It is a perfectly still afternoon in a remote part of north-eastern Portugal. No traffic, no people. Only the chirping and chattering of songbirds breaks the silence: warblers, blackcaps, shrikes, plus a particularly perky cuckoo.

Prata is the founder of Rewilding Portugal, a non-profit that promotes nature conservation. For all his enthusiasm, he reserves his real excitement for the region’s “keystone” species, notably the Iberian lynx and the Iberian wolf — both of which have seen their habitats (and thus their numbers) shrink rapidly over recent decades.

“Our goal is to acquire land that is not currently protected and then use it as islands of sanctuary,” says Prata, an evolutionary biologist-turned-conservationist. “That way, these iconic species will have somewhere to take refuge and a base from which they can spread.”

Man in a T-shirt in the countryside speaking to a group of people
Pedro Prata of Rewilding Portugal is working with a British financier to regenerate 300 acres of former countryside in the Côa Valley that has been used as a mine © Cláudio Noy

It is a vision that a small but growing number of wealthy donors share. From the bushveld of Botswana to the forests of São Tomé and Príncipe, billionaire philanthropists are buying land explicitly to return it to nature.

The modern practice dates back to the early 1990s when Douglas Tompkins, co-founder of fashion brands Esprit and The North Face, started buying large sections of wilderness in southern Chile. By the time of his death after a kayaking accident in 2015, he had amassed more than 2mn acres — all of it earmarked for rewilding.

Others among the world’s super-rich who have followed his lead include Swiss billionaire Hansjörg Wyss, heir to the MFI furniture chain Paul Lister, Danish clothing brand boss Anders Polvsen and Tetra-Pak heiress Lisbet Rausing.

Rewilding Portugal is a direct beneficiary of the trend. The birdwatching haven that Prata cherishes was recently purchased by a British financier. Under the terms of an initial five-year management plan, Prata and his colleagues have agreed to help bring the 300-hectare site back to life.

It needs it. Situated in an otherwise bucolic spot in Portugal’s Côa Valley, close to the Spanish border, the place was home to a working mine until about a decade ago. The remnants of that industrial history are everywhere to see: hillsides half-quarried out, trees stunted by metallic toxins, heavy equipment rusting in the bushes. The site’s one redeeming feature, its lakes, only exist because rainwater happens to have filled in some of the mine’s old pits.

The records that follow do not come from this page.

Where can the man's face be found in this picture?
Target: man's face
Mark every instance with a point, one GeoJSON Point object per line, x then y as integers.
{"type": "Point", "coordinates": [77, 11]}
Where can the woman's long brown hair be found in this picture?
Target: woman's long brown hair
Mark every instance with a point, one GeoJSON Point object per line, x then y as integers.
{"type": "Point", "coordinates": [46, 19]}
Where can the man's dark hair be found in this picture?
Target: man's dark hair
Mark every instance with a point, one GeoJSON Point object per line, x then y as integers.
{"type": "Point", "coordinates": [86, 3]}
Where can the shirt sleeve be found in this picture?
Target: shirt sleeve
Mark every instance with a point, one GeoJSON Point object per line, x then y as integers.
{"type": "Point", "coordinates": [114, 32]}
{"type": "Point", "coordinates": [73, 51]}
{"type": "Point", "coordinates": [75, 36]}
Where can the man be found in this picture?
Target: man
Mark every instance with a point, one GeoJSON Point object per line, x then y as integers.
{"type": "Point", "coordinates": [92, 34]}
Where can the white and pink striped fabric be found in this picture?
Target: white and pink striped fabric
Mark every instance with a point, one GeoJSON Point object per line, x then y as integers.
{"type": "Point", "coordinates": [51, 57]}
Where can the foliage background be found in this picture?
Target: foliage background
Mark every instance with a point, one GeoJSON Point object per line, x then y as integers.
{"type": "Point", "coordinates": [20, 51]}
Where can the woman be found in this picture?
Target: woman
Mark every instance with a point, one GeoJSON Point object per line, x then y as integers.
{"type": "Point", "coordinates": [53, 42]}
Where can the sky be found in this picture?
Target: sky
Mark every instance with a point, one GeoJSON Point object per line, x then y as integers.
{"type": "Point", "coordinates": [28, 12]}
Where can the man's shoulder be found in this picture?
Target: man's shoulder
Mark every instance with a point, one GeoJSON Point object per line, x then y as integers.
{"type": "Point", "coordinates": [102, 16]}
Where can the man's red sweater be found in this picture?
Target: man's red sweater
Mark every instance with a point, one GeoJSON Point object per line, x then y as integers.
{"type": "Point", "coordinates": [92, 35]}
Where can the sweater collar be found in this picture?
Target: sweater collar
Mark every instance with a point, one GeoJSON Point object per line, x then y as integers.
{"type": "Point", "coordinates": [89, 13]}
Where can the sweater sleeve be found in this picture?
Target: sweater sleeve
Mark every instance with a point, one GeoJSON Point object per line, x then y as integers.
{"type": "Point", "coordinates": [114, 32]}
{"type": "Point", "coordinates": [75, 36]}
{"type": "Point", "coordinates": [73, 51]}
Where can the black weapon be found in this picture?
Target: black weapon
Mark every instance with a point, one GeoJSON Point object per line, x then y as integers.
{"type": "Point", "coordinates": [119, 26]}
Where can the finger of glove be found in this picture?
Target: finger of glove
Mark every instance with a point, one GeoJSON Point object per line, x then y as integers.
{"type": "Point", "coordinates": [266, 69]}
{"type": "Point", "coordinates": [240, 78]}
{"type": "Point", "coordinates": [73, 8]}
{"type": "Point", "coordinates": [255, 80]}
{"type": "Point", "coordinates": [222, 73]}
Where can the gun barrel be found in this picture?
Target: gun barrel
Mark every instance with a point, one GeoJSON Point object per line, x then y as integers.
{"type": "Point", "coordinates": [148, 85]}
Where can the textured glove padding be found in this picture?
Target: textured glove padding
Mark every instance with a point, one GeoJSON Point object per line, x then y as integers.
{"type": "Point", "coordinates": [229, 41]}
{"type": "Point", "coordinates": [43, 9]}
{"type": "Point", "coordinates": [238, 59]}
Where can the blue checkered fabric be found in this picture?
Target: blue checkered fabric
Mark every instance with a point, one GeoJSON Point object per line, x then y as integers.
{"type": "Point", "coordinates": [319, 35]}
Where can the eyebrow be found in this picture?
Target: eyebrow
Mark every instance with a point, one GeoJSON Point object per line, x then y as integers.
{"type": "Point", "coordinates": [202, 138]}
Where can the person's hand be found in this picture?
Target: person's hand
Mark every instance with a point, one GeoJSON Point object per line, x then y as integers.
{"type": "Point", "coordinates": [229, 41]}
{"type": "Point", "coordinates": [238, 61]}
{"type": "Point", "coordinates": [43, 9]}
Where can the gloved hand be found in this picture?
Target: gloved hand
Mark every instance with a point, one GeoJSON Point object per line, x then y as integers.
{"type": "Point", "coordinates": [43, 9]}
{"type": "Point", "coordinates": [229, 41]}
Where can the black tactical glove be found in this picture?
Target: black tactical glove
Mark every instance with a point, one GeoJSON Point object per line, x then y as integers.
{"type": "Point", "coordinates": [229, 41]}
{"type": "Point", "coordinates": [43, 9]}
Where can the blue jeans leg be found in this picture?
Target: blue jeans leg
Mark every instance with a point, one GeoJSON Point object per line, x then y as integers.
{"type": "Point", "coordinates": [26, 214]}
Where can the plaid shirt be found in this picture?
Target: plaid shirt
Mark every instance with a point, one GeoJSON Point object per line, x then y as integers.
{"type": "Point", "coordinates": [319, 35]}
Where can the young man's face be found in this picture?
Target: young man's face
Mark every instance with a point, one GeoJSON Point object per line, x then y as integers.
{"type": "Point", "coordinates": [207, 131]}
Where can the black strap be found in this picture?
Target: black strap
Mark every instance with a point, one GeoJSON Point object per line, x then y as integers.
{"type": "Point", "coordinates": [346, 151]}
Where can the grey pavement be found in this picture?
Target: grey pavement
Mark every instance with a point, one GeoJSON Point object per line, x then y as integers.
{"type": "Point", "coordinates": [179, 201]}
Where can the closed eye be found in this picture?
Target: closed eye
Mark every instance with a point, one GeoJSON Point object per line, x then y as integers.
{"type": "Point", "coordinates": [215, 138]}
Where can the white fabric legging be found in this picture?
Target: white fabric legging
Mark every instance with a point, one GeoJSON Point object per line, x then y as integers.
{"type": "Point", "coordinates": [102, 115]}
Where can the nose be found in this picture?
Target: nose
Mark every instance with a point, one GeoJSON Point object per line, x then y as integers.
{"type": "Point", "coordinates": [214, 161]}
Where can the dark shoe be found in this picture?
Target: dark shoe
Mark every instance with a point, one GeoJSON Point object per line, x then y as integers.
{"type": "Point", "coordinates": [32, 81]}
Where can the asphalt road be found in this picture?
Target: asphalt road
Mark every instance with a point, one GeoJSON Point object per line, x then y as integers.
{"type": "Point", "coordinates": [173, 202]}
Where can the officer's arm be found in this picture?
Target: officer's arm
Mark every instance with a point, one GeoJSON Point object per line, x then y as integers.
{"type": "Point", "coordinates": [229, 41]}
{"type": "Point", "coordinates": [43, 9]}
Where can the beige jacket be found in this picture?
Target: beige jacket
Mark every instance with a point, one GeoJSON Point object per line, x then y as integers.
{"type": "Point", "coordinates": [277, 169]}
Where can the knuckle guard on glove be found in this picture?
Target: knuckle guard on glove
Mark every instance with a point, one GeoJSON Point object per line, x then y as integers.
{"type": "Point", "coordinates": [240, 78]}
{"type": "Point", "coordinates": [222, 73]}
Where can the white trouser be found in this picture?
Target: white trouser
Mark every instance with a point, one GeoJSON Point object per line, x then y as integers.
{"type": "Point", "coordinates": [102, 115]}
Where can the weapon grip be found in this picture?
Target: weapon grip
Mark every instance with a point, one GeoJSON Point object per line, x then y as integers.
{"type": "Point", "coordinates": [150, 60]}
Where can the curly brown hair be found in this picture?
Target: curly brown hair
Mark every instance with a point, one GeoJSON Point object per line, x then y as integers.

Yet the land’s new owner has big ambitions for its regeneration. An initial management agreement with Rewilding Portugal sets out plans for a large-scale clean-up, followed by some judicious replanting and the construction of new waterways. In an initial attempt to diversify the site’s flora, meanwhile, Prata and his colleagues have introduced a small herd of indigenous Sorraia ponies to serve as large grazers.

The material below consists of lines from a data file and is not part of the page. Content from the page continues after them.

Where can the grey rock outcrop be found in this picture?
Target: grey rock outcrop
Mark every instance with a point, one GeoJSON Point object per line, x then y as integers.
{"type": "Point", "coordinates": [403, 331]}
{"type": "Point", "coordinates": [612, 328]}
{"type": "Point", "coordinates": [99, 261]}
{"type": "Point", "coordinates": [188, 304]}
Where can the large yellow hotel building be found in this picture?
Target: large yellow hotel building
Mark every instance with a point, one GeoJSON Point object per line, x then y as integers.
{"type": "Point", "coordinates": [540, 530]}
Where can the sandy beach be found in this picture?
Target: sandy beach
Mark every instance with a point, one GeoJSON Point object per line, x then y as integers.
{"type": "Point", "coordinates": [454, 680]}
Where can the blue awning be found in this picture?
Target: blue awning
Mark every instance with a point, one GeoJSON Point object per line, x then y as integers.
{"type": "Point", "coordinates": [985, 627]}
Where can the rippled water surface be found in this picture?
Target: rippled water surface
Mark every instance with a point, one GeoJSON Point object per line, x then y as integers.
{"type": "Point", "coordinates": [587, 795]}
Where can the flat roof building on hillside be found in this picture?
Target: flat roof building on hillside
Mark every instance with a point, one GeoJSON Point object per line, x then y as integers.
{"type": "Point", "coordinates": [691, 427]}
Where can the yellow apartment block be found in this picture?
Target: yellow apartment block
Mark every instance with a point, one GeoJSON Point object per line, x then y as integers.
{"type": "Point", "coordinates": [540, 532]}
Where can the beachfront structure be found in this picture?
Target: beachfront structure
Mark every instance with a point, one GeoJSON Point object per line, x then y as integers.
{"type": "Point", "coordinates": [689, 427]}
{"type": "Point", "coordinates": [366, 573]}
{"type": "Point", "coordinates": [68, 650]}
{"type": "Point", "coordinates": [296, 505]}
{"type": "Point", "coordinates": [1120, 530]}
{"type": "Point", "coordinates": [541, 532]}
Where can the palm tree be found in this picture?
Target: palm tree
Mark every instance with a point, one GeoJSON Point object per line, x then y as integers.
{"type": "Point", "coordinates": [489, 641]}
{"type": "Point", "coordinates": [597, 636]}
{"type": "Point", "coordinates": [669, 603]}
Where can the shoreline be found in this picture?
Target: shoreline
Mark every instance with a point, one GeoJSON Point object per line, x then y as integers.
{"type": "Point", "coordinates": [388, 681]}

a river running through a wilderness area

The rich backers of the global rewilding movement are not all motivated by the same reasons. Some are passionate about environmental issues, others are interested in creating a lasting legacy, says Karl Wagner, co-director of the Global Rewilding Alliance, a network of about 150 conservation groups.

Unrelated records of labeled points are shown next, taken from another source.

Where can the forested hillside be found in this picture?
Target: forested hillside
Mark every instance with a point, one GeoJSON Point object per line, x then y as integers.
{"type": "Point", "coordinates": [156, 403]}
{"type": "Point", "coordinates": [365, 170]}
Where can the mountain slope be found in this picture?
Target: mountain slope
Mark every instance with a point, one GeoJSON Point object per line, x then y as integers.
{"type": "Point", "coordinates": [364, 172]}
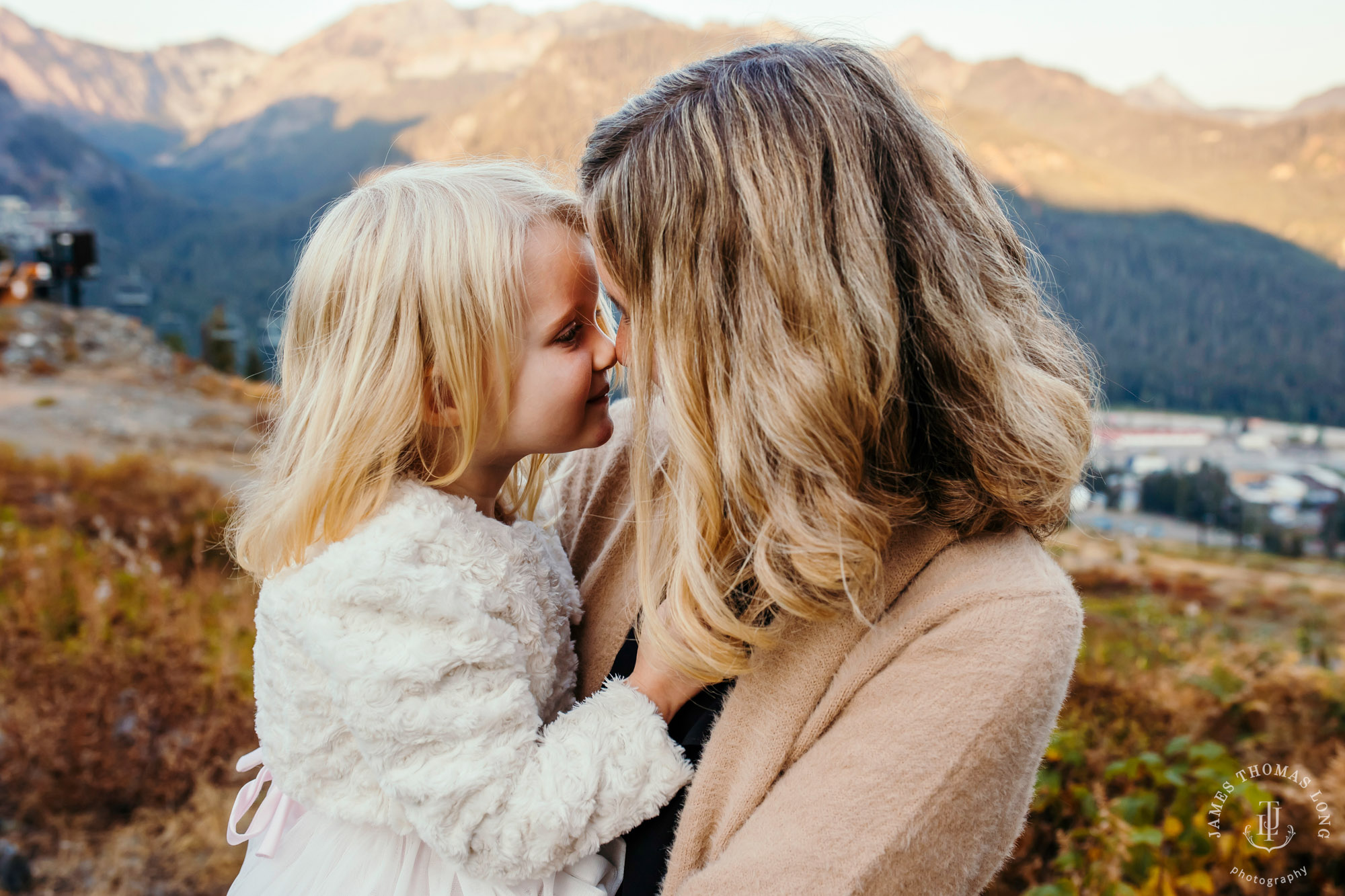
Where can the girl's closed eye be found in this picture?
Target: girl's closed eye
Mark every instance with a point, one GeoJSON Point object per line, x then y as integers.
{"type": "Point", "coordinates": [570, 333]}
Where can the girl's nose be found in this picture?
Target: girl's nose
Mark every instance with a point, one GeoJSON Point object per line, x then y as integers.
{"type": "Point", "coordinates": [605, 353]}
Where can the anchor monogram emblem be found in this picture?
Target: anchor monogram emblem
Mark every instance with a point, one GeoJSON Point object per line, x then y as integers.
{"type": "Point", "coordinates": [1268, 825]}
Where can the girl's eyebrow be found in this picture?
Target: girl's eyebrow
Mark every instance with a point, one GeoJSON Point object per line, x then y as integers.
{"type": "Point", "coordinates": [605, 295]}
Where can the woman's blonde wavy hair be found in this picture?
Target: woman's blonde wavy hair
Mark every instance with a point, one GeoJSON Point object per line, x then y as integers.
{"type": "Point", "coordinates": [414, 278]}
{"type": "Point", "coordinates": [844, 330]}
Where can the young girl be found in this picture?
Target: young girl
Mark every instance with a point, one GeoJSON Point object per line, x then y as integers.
{"type": "Point", "coordinates": [415, 670]}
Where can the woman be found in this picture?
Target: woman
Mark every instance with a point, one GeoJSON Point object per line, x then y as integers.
{"type": "Point", "coordinates": [852, 423]}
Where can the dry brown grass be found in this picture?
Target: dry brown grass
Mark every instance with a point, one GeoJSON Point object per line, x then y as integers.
{"type": "Point", "coordinates": [126, 692]}
{"type": "Point", "coordinates": [126, 696]}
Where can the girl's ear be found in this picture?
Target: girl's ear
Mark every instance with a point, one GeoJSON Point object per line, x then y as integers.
{"type": "Point", "coordinates": [438, 403]}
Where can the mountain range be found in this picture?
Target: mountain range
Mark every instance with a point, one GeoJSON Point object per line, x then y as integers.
{"type": "Point", "coordinates": [227, 153]}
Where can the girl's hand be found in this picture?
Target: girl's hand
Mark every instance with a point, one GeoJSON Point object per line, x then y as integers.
{"type": "Point", "coordinates": [664, 685]}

What binds them, however, is a personal connection with nature, he notes: “At the end of the day, there are only a certain number of paintings you can hang on your wall, right? But contribute to creating the requisite conditions for beavers to return, as is happening now in Portugal, and that gives a completely different feeling.”

Ben Goldsmith, a fund manager and son of the late British financier James Goldsmith, concurs. A keen environmentalist, he credits the beauty of the natural world with offering him a “ray of light” after the death of his 15-year-old daughter in a quad bike accident four years ago.

Goldsmith, who has written about the experience in a new book, God Is An Octopus, has set up an investment fund dedicated to delivering “nature recovery at scale”. The £35mn fund, christened Nattergal (the Danish word for “nightingale”), is currently overseeing two significant rewilding projects in England — in Norfolk and Lincolnshire.

Compared with a macro issue such as climate change or plastic pollution, rewilding offers an “immediacy” of return, he argues. It’s also a positive and joyful pursuit: “A lot of the climate debate is about stopping things happening [but] rewilding, in contrast, is about working towards making an ecosystem better right in front of your own eyes.”

Buying land is not the only option. Indeed, in industrialised economies such as those in western Europe and North America, a combination of premium land prices and diversified ownership complicates rewilding projects that rely on large-scale land acquisitions.

A common alternative is for large landowners to give over some of their existing holdings to the cause of rewilding. In the UK, private estates to have adopted this tack include Doddington in Lincolnshire, Lowther in Cumbria, Wild Ken Hill in Norfolk, Broughton in Yorkshire, and Knepp in West Sussex.

All are cited as progressive case studies by Rewilding Britain, an advocacy organisation that also works closely with the Crown Estate, the British monarchy’s multibillion-pound legacy portfolio of land and property holdings. According to Kate Barclay, the charity’s lead fundraiser, competition for land would make mimicking the Tompkins’ model in much of Britain almost impossible.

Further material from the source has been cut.